7.5.5. Alternativa firmar esquema por paquete

El esquema adicional de firmar cada uno y todos los paquetes, permite que estos sean revisados cuando no son tan referenciados por un archivo de Paquetes existentes, además, los paquetes tercera-persona donde nunca existieron Paquetes para que estos también puedan ser usados en Debian, sin embargo, no serán un esquema por defecto.
This package signing scheme can be implemented using debsig-verify and debsigs. These two packages can sign and verify embedded signatures in the .deb itself. Debian already has the capability to do this now, but there is no feature plan to implement the policy or other tools since the archive signing scheme is prefered. These tools are available for users and archive administrators that would rather use this scheme instead.
Latest dpkg versions (since 1.9.21) incorporate a that provides this functionality as soon as debsig-verify is installed.
NOTA: Normalmente /etc/dpkg/dpkg.cfg se desmonta con "no-debsig" como por defecto.
NOTE2: Signatures from developers are currently stripped when they enter off the package archive since the currently preferred method is release checks as described previously.

[46] Some operating systems have already been plagued with automatic-updates problems such as the
[47] Older releases, such as Debian 3.1 sarge can use this feature by using backported versions of this package management tool
[48] Until an automatic mechanism is developed.

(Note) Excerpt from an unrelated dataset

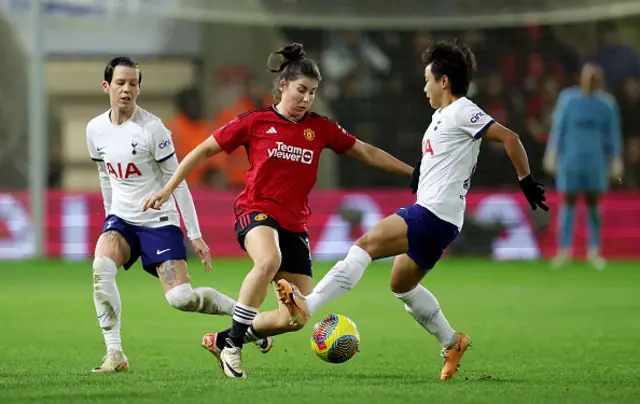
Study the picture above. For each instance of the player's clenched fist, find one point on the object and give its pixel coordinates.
(155, 201)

[49] Technically speaking, this is an ASCII-armored detached gpg signature.
[50] Or has poisoned your DNS, or is spoofing the server, or has replaced the file in the mirror you are using, etc.

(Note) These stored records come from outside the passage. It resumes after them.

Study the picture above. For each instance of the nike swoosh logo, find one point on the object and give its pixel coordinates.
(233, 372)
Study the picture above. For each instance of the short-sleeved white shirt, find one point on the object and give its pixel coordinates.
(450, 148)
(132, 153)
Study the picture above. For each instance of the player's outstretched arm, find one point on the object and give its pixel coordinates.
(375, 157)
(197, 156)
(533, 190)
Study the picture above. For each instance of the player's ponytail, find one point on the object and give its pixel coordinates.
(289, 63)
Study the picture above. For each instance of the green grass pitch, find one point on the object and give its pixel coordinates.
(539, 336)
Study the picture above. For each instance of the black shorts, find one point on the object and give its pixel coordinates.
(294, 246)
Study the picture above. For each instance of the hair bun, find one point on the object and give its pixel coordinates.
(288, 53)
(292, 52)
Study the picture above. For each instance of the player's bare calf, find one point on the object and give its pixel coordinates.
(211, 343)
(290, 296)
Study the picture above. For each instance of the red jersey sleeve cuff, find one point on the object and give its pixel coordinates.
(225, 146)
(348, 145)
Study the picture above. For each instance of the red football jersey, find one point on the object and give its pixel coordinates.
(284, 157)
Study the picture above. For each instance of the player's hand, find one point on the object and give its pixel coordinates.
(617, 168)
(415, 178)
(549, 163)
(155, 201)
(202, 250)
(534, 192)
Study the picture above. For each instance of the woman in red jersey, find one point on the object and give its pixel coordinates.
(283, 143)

[51] "ziyi" is the name of the tool used for signing on the Debian servers, the name is based on the name of a
[52] Not all apt repository keys are signed at all by another key. Maybe the person setting up the repository doesn't have another key, or maybe they don't feel comfortable signing such a role key with their main key. For information on setting up a key for a repository see Sección 7.5.4, “Release check of non Debian sources”.
[53] Either because you are using the stable, sarge, release or an older release or because you don't want to use the latest apt version, although we would really appreciate testing of it.